The sudden departure is a highly unusual move in communist Vietnam, where political changes are normally carefully orchestrated, with an emphasis on cautious stability.
Only one other Communist Party president has ever stepped down, and that was for health reasons.
“The resignation of President Nguyen Xuan Phuc is an unprecedented move in the history of the party,” said Nguyen Khac Giang, research fellow at the Vietnam Centre for Economic and Strategic Studies (VESS).
State media said the Communist Party had ruled he was responsible for wrongdoing by senior ministers under him during his 2016-2021 stint as prime minister, before he became president.
Two deputy prime ministers were sacked this month in an anti-corruption purge that has led to the arrest of dozens of officials, with many of the graft allegations relating to deals done as part of Vietnam’s Covid pandemic response.
Phuc “took political responsibility as leader when several officials, including two deputy prime ministers and three ministers committed violations and shortcomings, causing very serious consequences”, state news agency VNA said, quoting the party central committee’s official statement.
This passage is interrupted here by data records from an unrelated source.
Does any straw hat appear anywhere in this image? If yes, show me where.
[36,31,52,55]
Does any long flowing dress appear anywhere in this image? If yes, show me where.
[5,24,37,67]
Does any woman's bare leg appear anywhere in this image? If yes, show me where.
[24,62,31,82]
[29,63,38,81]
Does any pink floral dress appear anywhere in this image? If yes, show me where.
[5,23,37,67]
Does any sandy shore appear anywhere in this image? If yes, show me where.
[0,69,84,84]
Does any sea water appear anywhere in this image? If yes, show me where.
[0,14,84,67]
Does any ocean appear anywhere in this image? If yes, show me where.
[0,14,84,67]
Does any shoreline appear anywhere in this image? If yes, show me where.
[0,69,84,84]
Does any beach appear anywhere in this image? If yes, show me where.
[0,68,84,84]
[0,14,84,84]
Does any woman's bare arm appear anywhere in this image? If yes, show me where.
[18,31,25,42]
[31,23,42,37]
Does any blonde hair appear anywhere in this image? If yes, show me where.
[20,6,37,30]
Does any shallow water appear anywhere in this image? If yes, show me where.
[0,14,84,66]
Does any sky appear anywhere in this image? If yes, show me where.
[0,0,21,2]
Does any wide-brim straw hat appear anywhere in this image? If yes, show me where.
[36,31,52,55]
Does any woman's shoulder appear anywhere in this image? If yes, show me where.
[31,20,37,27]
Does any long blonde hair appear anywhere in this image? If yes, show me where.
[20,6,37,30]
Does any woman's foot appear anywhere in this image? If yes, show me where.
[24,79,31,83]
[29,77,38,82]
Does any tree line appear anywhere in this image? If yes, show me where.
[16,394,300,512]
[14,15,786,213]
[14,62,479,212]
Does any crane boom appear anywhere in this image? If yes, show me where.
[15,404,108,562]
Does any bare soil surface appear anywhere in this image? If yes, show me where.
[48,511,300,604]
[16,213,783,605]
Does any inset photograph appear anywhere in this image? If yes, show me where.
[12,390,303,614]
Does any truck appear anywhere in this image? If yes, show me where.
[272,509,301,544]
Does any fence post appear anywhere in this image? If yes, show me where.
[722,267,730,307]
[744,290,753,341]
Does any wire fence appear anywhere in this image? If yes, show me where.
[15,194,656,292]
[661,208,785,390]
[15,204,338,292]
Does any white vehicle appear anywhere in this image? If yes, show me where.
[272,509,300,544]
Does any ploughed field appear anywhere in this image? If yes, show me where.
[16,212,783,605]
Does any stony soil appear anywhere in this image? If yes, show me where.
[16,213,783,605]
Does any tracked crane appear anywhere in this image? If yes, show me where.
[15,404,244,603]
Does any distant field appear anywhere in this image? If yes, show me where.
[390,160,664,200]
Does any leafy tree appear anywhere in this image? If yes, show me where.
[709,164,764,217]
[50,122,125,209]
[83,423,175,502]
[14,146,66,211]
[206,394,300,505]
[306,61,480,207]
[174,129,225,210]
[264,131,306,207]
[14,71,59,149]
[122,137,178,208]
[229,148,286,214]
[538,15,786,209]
Earlier this month, the country’s rubber stamp National Assembly removed Pham Binh Minh and Vu Duc Dam from their positions as deputy prime ministers.
Minh was a minister of foreign affairs while Dam was in charge of the country’s handling of the Covid-19 pandemic.
At least 100 officials and business people, including Dam’s assistant, have been arrested in connection with a scandal involving the distribution of Covid-19 testing kits.
Thirty-seven people — many of them senior diplomats and police — have also been arrested in an investigation over the repatriation of Vietnamese during the pandemic.